You're absolutely right. Although he eventually rose above the "journeyman" label, for most of his career, that's exactly what Walcott was. People remember him mostly for his close "loss" to Louis, his series with Ezzard Charles, and his fights with Marciano. But before all that, he was very much a journeyman. To me, a classic journeyman are guys like Marion Wilson and Everett "Bigfoot" Martin - guys that provide a test, but only rarely, if ever, beat the next level of fighter. The "journeyman made good" - guys like Braddock, Walcott or Weaver - transcend their status by winning titles and contending.

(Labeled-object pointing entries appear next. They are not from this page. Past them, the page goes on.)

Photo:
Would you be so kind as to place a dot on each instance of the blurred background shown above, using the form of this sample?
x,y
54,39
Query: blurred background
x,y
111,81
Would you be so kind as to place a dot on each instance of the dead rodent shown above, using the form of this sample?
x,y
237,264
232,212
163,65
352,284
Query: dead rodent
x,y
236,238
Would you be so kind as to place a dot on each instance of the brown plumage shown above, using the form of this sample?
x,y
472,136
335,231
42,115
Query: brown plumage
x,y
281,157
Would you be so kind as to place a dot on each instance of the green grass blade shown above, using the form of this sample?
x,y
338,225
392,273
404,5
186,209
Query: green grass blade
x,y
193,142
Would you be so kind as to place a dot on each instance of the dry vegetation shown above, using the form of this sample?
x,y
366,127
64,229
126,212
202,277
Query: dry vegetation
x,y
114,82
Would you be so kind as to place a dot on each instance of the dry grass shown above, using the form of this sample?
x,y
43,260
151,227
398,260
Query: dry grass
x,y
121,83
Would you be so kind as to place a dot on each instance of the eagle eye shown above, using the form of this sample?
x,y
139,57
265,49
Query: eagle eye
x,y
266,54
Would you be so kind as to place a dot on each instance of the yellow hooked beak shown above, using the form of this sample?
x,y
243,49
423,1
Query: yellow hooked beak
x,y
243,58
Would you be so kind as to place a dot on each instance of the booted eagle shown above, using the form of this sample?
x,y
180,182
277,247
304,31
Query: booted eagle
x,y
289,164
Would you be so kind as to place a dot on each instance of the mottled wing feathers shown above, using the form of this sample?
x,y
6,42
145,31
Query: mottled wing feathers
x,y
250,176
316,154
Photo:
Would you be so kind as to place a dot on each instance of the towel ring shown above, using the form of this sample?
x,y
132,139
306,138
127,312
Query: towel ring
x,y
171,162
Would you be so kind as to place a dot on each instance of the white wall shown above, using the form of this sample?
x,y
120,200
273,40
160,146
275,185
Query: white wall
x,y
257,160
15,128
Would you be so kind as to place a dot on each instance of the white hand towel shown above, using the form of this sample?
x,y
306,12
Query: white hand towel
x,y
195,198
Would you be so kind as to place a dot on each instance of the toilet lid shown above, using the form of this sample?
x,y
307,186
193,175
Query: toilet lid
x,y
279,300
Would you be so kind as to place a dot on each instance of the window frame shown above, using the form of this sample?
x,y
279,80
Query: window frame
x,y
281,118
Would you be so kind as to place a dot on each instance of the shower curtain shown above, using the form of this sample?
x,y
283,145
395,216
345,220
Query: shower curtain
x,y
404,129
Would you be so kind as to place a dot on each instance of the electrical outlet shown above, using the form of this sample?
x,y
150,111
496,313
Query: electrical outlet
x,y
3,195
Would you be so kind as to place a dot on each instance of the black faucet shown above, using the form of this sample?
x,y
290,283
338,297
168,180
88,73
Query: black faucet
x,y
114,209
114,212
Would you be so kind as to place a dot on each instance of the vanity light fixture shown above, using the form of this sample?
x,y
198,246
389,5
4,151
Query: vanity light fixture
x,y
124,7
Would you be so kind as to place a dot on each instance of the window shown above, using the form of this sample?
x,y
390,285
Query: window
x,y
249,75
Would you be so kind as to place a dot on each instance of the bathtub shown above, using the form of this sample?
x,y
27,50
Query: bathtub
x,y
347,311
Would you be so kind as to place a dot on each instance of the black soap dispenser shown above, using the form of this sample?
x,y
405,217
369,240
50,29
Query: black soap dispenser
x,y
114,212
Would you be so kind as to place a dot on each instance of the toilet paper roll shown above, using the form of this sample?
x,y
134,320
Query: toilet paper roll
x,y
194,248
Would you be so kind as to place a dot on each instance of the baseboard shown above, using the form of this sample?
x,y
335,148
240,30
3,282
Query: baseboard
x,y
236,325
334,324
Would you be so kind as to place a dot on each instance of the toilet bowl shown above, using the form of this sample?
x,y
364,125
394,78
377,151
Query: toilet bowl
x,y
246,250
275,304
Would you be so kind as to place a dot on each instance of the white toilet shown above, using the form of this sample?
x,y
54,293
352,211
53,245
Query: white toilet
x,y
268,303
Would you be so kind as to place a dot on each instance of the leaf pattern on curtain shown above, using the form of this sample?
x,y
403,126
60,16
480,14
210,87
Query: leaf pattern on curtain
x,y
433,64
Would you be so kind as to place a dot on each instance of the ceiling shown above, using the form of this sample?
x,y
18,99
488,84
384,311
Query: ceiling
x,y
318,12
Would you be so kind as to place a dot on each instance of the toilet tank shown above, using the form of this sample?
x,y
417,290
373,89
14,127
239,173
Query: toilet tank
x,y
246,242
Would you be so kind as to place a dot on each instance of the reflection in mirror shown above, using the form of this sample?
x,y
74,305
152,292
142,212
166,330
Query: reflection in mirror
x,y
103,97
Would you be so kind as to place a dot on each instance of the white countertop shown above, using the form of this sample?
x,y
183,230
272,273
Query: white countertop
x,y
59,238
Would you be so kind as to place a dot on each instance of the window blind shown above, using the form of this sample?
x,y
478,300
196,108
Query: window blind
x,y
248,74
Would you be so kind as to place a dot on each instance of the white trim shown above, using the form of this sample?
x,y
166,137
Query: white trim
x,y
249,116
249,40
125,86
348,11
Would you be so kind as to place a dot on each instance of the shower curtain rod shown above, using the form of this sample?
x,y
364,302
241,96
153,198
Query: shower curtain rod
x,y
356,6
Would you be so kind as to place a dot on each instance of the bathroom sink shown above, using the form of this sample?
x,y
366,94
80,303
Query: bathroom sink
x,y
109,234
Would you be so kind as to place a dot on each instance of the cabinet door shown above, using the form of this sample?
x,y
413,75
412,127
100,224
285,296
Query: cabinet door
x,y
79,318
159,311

Heavyweights David Jaco.. Garing Lane.. Everett Martin.. They all had at least one day in the sun...... Jaco got an unlikely win over Razor Ruddock Lane beat a live Alex Garcia and dropped Corrie Sanders heavily on the Lewis v McCall 1 undercard.. Everett Martin was actually the first ever man to put an unbeaten Mike Moorer on the deck before he won the heavyweight title...
I agree 100% with this post. If whitaker had actually fought camacho, quartey, meldrick taylor, terry norris and kostya tyszu,.There is no way anyone can honestly tell me that he would end up winning all 5 fights.

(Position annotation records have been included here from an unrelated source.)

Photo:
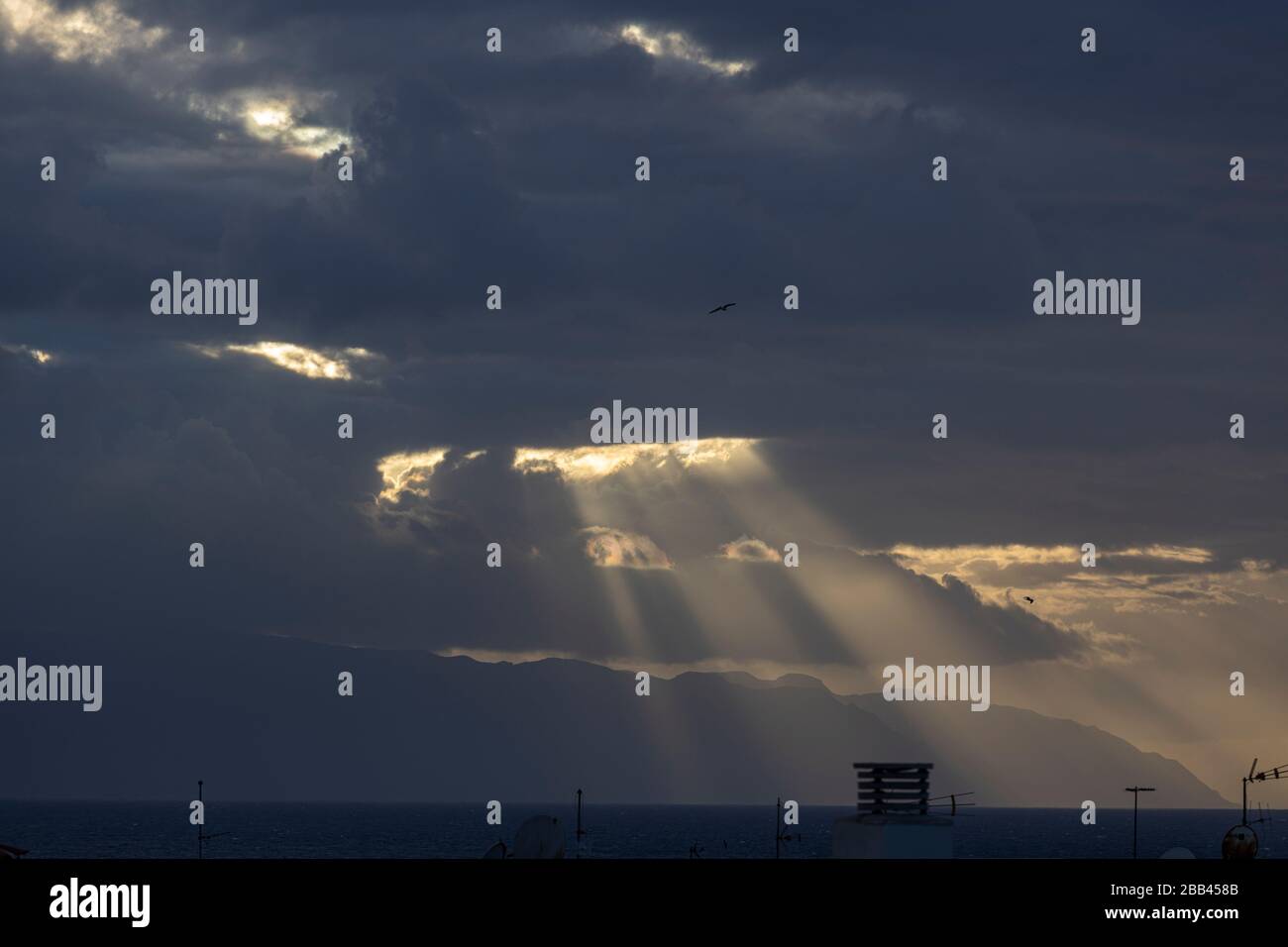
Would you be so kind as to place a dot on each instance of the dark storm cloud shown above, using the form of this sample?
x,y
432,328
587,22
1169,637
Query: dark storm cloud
x,y
518,170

Well, i'm just indirectly implying that if whitaker had approxiametly 60 fights between 1985-1999, you would see about 5-8 losses on his overall resume. You have to realize that stylistically, all 5 of these guys would give pernell whitaker a very tough fight. Niether one of them are the type that whitaker usually clowns around with. Kostya Tyzu is great against southpaws, meldrick taylor and camacho are extremely quick and athletic and they possess excellent boxing skills. Terry Norris has the reach and power over whitaker, ike quartey would give him a similiar fight to that of the first encounter with buddy mcgirt.
James J Braddock was the greatest journeyman. I also like Micky Ward. Do any of you consider Arturo Gatti a journeyman?
Virtualy everybody started out their career working as a journeyman in those days. Jack Johnson, Sam Lanngford, Jack Dempsey, Archie Moore. It was the only way you could learn the trade. That dose not mean that Walcotts career can be sumarised by saying that he was a journeyman who got lucky. He cleaned out the division prior to facing Louis for the title was a pivotal figure in the division untill he won the title.
really i thought he was a replacement against louis...but you have more posts than me thus i might be wrong but he did beat the best men in his division, though he could be outboxed andf was hittable and his defence flashy as it was and confuzing could be easily turned around by a hook.